During a January 1, 1970, performance with the Band of Gypsys, Hendrix introduced the song as the "Black Panthers' national anthem" (included on the album Live at the Fillmore East). At the time, he was being pressured to make a statement about racial issues in the U.S.

==Live recordings==
"Voodoo Child (Slight Return)" became a staple of Hendrix's concert performances, varying in length from seven to 18 minutes. Recordings from the Winterland Ballroom, Royal Albert Hall, Woodstock, and the Fillmore East were later released on The Jimi Hendrix Concerts, Hendrix in the West, Woodstock, and Live at the Fillmore East. Many more recordings have also been issued (see List of songs recorded by Jimi Hendrix § Voodoo Child (Slight Return), the last performance of Voodoo Child (Slight Return) was at the Open Air Peace and Love Festival in Fehmarn, Germany on September 6th 1970, roughly a week before his death.

==Critical reception and recognition==

An AllMusic reviewer described the song as "a perfect example of how Hendrix took the Delta blues form and not only psychedelicized it, but cast an even more powerful spell by delivering the lyric in the voice of a voodoo priest". Also noted is Hendrix's guitar work: "Opening with a simple riff on the wah-wah pedal, the song explodes into full sonic force, the guitarist hitting the crunching chords and taking the astral-inspired leads for which he became infamous. The real guitar explorations happen midway through the song, while the basic, thundering riff is unrelenting".

Joe Satriani said of the song: "It's just the greatest piece of electric guitar work ever recorded. In fact, the whole song could be considered the holy grail of guitar expression and technique. It is a beacon of humanity." Rolling Stone magazine included the song at number 102 on their list of the 500 Greatest Songs of All Time. Many musicians have covered "Voodoo Child (Slight Return)" both on record and in live performances, sometimes with the title changed to "Voodoo Chile (Slight Return)" or shortened to "Voodoo Child".

==Charts==

| Chart (1970–1971) | Peak position |
|---|---|
| Ireland (IRMA) | 10 |
| Netherlands (Single Top 100) | 4 |
| UK Singles (Official Charts) | 1 |
| West Germany (GfK) | 24 |

==Certifications==

| Region | Certification | Certified units/sales |
| United Kingdom (BPI) | Gold | 400,000^{‡} |
^{‡} Sales+streaming figures based on certification alone.

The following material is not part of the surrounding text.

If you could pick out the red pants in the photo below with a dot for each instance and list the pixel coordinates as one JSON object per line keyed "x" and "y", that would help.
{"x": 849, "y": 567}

==Stevie Ray Vaughan rendition==
Stevie Ray Vaughan recorded "Voodoo Child (Slight Return)" for his second album, Couldn't Stand the Weather (1984), and commented in a 1985 interview: "I love Hendrix's music ... and I just feel it's important for people to hear him." Guitar Worlds Damian Fanelli adds "His [Vaughan's] uncanny ability to smooth out some of Hendrix's weirder edges without losing any of the music's power or excitement allowed him to credibly deliver Jimi's avant-garde blues to a whole new generation of guitar fanatics." Vaughan often performed the song in concert and live versions are included on the albums Live Alive (1986) and Live at Montreux 1982 & 1985 (2001).

==Uses in popular culture==
Wrestler Hulk Hogan used a portion of the song as his theme music during his time as leader of the heel faction group, the new World order (nWo) while wrestling in WCW, and then during his comeback run in WWE (previously the World Wrestling Federation). According to a 2020 interview with wrestling impresario Eric Bischoff, he acquired a license for Hogan to use the song from Hendrix's stepsister and manager of his recording legacy, Janie Hendrix. Bischoff claimed that the agreement allowed him to use up to three minutes of the song in various contexts in 1997 for $100,000: "People thought I was insane, [they] thought I was burning Ted Turner's money [in 1997, but] if someone were to try to cut that deal right now [in 2020] it'd be in the millions". The song was also featured in the 1987 film Withnail & I and the 2001 film Black Hawk Down.